CD-tagging: a new approach to gene and protein discovery and analysis.

We describe a new method for gene discovery and analysis, CD-tagging, that puts specific molecular tags on a gene, its transcript and its protein product. The method has been successfully tested in two organisms, the haploid unicellular alga Chlamydomonas reinhardtii and the metazoan Drosophila melanogaster.
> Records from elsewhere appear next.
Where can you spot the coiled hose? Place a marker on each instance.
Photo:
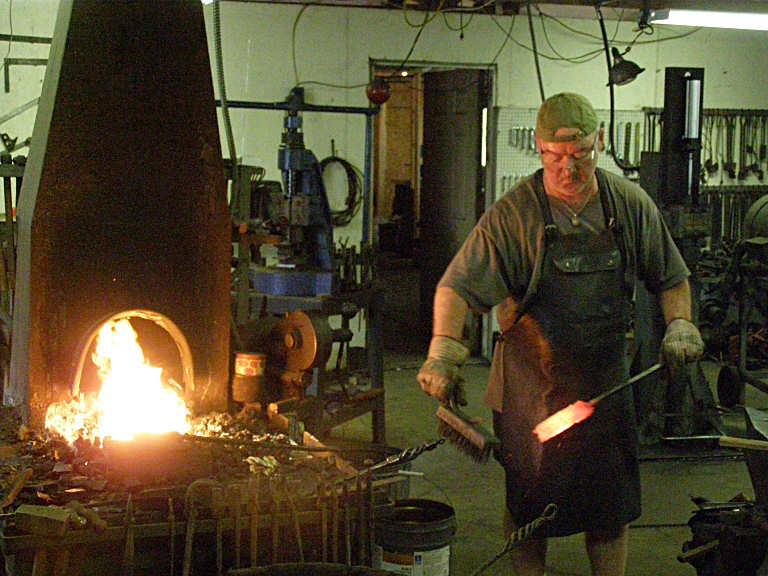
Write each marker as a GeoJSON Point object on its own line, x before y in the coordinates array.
{"type": "Point", "coordinates": [354, 186]}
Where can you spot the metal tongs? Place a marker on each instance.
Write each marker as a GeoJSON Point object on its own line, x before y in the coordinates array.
{"type": "Point", "coordinates": [405, 456]}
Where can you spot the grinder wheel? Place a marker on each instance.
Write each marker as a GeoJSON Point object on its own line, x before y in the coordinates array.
{"type": "Point", "coordinates": [303, 340]}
The method utilizes a specially designed DNA molecule, the CD-cassette, that contains splice acceptor and donor sites surrounding a short open reading frame. Insertion of the CD-cassette into an intron in a target gene introduces a new exon, represented by the open reading frame of the CD-cassette, surrounded by two functional hybrid introns. As a result (i) the gene is tagged by a specific nucleotide sequence, (ii) the mRNA is tagged by a specific nucleotide sequence and (iii) the protein is tagged by a specific peptide sequence. Because these tags are unique, specific nucleotide or antibody probes can be used to obtain and/or analyze the gene, transcript or protein. As a gene discovery technology, CD-tagging has two unique advantages: 1) Genes can be identified through a primary screen at the protein level, and so the very process by which a gene is identified provides specific empirical information about its biological function. 2) The cassette arms, which are spliced out of the transcript of the target gene, are available to carry a wide variety of DNA sequences, such as genes encoding drug resistance that can be used to select for the presence of the CD-cassette in the genome.